O curso foi ministrado por instrutores do Núcleo de Educação Permanente em Saúde do Samu central, que está localizado em Cuiabá.

Participaram da qualificação médicos, enfermeiros, técnicos de enfermagem, socorristas e condutores de ambulâncias das unidades do Samu de Chapada dos Guimarães, Poconé, Confresa, Barra do Bugres, Rosário Oeste e Cuiabá. Também participaram representantes do município de Sorriso, que deve implantar em fevereiro o Samu na cidade.
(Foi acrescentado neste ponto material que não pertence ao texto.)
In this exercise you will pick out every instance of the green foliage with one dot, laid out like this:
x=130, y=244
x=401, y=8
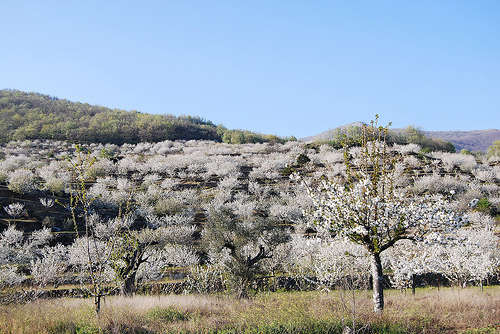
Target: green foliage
x=494, y=149
x=37, y=116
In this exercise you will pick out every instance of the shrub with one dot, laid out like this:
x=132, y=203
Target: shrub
x=15, y=210
x=22, y=181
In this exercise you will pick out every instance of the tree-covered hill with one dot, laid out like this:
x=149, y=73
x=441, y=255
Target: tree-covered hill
x=37, y=116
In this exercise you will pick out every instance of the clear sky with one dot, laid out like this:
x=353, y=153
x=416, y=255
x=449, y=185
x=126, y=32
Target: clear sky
x=276, y=67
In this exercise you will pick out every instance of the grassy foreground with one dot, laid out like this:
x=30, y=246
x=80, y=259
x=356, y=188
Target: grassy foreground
x=429, y=311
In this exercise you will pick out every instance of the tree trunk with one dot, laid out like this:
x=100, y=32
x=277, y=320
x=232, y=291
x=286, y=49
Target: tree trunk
x=378, y=287
x=128, y=288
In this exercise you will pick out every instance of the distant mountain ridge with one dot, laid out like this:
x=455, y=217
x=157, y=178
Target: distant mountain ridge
x=474, y=141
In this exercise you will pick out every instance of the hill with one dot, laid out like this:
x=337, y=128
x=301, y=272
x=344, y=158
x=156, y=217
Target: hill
x=477, y=140
x=474, y=141
x=37, y=116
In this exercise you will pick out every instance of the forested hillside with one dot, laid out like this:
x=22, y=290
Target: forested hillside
x=37, y=116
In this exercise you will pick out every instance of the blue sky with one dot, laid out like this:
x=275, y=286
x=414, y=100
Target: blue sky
x=275, y=67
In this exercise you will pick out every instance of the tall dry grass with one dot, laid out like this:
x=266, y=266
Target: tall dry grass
x=429, y=311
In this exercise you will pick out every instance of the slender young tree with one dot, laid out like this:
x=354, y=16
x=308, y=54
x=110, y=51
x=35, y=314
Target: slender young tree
x=248, y=240
x=369, y=209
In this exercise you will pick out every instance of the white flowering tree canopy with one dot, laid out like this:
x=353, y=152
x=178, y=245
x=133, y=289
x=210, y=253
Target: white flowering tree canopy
x=376, y=218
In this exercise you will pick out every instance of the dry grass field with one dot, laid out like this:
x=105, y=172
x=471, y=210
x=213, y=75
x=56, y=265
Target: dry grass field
x=429, y=311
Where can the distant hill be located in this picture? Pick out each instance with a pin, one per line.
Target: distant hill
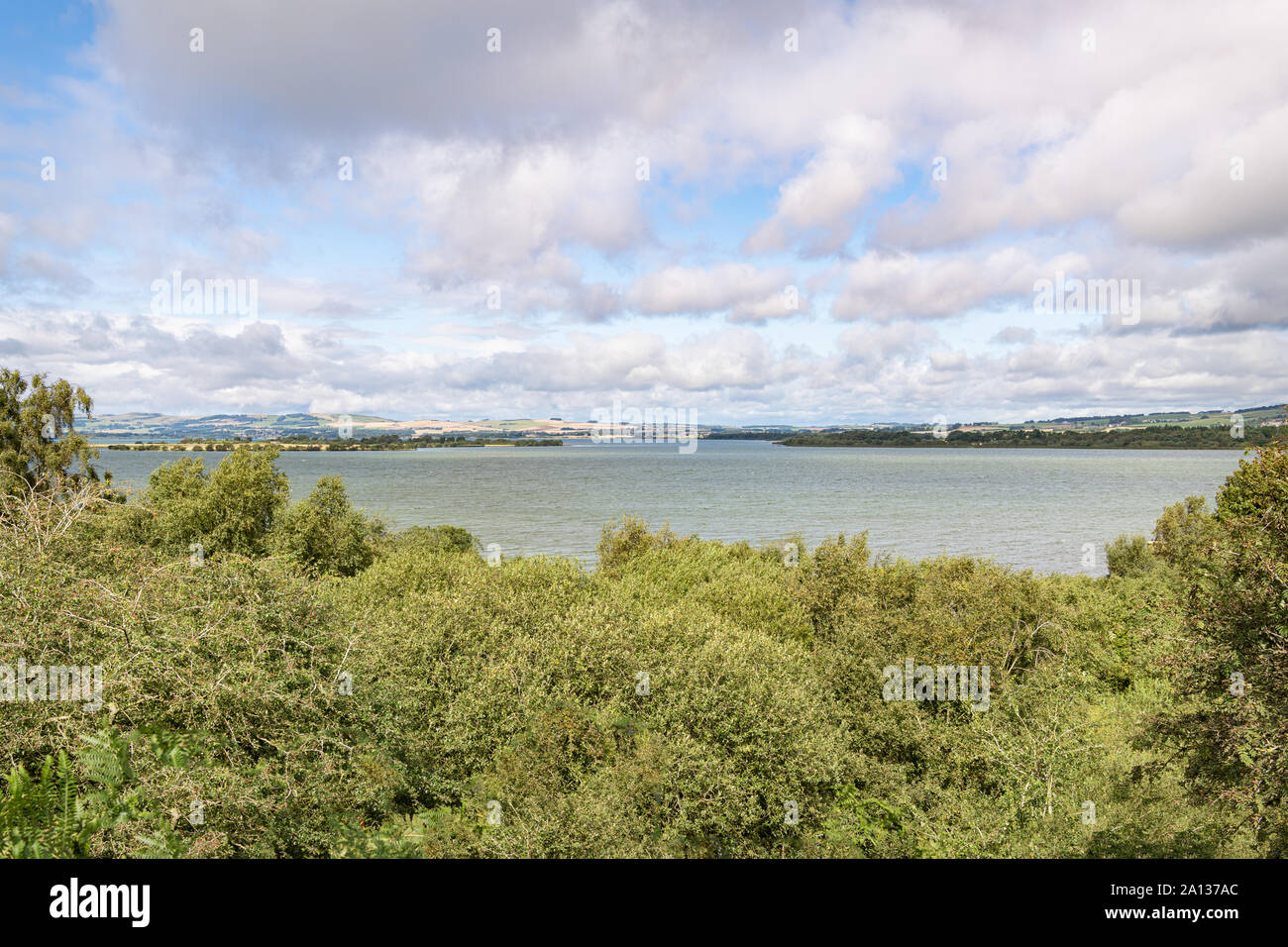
(141, 425)
(155, 427)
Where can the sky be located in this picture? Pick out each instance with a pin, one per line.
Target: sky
(784, 213)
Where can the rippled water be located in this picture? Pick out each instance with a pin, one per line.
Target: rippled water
(1025, 508)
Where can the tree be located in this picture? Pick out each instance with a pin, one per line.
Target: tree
(39, 446)
(325, 534)
(1233, 727)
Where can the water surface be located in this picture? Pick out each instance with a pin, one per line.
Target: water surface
(1028, 508)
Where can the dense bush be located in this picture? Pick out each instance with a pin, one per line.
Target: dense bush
(313, 686)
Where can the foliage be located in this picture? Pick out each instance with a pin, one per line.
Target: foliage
(38, 440)
(317, 688)
(325, 534)
(1232, 724)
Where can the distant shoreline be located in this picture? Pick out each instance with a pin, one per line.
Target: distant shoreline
(1153, 438)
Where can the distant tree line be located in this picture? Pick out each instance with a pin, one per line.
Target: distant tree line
(1157, 437)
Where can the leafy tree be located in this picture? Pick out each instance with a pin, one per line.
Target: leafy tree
(1234, 725)
(39, 446)
(245, 495)
(1185, 532)
(1129, 556)
(326, 534)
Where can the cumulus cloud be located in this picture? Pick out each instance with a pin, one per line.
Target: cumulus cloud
(618, 197)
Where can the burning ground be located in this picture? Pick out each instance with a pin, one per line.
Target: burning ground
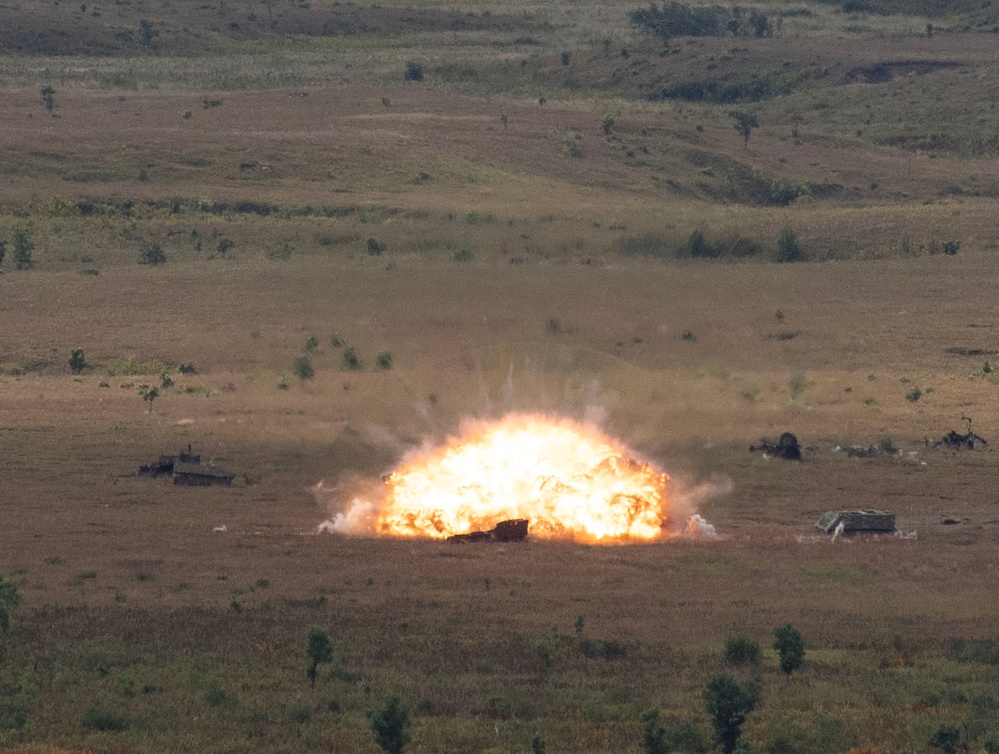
(569, 479)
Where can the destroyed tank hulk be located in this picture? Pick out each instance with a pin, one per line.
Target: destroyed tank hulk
(514, 530)
(786, 447)
(954, 441)
(857, 522)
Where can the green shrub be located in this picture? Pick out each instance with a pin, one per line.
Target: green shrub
(215, 695)
(788, 248)
(572, 144)
(23, 250)
(299, 712)
(350, 361)
(699, 248)
(95, 719)
(604, 649)
(948, 739)
(302, 367)
(744, 123)
(151, 253)
(729, 703)
(414, 71)
(391, 725)
(790, 648)
(649, 245)
(77, 361)
(319, 650)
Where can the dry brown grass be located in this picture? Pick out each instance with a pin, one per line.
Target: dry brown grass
(130, 575)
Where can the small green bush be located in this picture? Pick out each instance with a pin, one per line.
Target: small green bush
(350, 361)
(77, 361)
(740, 650)
(95, 719)
(729, 703)
(391, 725)
(790, 648)
(23, 250)
(414, 71)
(151, 253)
(319, 649)
(699, 248)
(302, 367)
(572, 144)
(788, 248)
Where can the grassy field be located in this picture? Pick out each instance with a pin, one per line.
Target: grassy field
(525, 207)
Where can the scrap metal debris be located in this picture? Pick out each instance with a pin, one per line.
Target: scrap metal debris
(786, 447)
(955, 441)
(854, 522)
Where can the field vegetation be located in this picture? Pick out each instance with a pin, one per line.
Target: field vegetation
(304, 237)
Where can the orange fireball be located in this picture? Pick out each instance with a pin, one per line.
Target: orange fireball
(569, 479)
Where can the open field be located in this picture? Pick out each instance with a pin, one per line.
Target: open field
(197, 194)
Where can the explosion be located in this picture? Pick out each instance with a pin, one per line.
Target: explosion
(569, 479)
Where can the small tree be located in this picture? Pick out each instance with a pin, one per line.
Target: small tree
(729, 704)
(788, 248)
(744, 123)
(790, 647)
(390, 724)
(77, 361)
(23, 248)
(303, 368)
(320, 649)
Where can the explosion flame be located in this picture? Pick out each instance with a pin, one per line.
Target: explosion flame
(569, 479)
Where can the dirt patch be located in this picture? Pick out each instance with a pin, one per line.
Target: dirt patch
(883, 72)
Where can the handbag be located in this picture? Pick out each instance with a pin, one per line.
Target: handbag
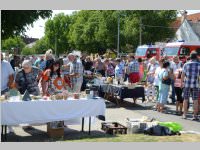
(168, 81)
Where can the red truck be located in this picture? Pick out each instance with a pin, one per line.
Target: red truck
(145, 51)
(181, 49)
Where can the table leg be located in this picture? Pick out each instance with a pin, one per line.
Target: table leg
(89, 125)
(5, 133)
(82, 124)
(2, 135)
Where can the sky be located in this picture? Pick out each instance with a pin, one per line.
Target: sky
(37, 31)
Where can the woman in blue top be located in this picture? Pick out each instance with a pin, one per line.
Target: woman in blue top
(163, 86)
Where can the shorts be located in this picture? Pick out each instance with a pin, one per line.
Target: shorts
(179, 92)
(134, 77)
(194, 91)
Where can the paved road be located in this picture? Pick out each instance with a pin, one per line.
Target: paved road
(113, 113)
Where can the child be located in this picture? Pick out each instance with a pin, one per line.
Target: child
(178, 91)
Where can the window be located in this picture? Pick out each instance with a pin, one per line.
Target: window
(198, 51)
(185, 51)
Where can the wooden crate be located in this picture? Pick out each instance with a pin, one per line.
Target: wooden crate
(55, 132)
(113, 128)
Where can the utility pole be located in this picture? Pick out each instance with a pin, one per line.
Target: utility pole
(140, 31)
(56, 44)
(118, 35)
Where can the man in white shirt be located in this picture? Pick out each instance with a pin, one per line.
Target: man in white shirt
(7, 78)
(7, 75)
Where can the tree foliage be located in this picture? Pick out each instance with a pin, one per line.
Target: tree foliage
(56, 30)
(96, 30)
(27, 51)
(12, 42)
(41, 46)
(14, 22)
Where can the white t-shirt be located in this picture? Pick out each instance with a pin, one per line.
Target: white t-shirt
(156, 79)
(6, 70)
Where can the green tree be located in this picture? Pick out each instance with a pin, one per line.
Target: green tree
(96, 30)
(56, 33)
(41, 46)
(157, 22)
(27, 51)
(15, 22)
(12, 43)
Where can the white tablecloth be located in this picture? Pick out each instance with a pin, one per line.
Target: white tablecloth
(43, 111)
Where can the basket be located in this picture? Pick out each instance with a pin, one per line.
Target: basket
(55, 132)
(113, 128)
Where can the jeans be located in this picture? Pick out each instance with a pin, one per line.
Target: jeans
(173, 92)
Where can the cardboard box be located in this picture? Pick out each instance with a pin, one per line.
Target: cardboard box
(55, 132)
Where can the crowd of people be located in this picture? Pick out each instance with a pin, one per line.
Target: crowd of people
(45, 75)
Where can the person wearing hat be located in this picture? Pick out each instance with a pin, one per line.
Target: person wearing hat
(76, 73)
(190, 76)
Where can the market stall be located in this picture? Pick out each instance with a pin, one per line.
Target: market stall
(17, 112)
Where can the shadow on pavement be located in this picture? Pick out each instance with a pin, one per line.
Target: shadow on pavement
(36, 135)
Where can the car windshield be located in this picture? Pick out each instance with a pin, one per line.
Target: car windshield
(141, 51)
(171, 51)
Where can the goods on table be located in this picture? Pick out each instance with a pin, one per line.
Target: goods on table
(139, 125)
(109, 80)
(2, 98)
(36, 97)
(55, 129)
(77, 95)
(173, 126)
(113, 128)
(60, 96)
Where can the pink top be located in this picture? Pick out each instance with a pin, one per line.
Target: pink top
(177, 82)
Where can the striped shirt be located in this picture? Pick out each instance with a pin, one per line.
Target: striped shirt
(192, 72)
(133, 67)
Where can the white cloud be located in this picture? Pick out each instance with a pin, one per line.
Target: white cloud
(37, 31)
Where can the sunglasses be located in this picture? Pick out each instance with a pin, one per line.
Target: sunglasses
(56, 65)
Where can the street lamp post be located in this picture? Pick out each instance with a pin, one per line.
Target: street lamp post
(140, 31)
(56, 44)
(118, 36)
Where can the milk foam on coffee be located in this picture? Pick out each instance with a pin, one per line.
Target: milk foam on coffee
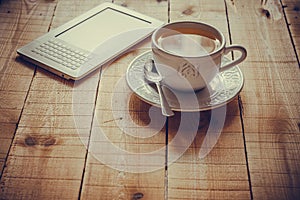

Durante os dois dias de capacitação, os profissionais realizaram atividades teóricas e práticas com simulações de resgate e salvamento. Na parte prática, os alunos passaram por estações de atendimento com diversas temáticas, como avaliação das vias aéreas, controle de sangramento, imobilização do paciente, reanimação cardiopulmonar e extricação, que visa retirar de forma rápida e segura uma vítima de um local em que está presa ou não consegue sair usando suas próprias capacidades.

Jonatha Oliveira é técnico de enfermagem do Samu de Confresa e decidiu participar do curso para aprimorar o atendimento cardiorrespiratório, que, em sua avaliação, é um dos socorros mais complexos e desafiadores.

“Atuamos há seis anos na cidade e nossa expectativa é de melhorar nossos serviços por meio do conhecimento, para ofertar um atendimento eficiente aos munícipes de Confresa”, afirmou. Além dele, outros três profissionais do município participaram do treinamento.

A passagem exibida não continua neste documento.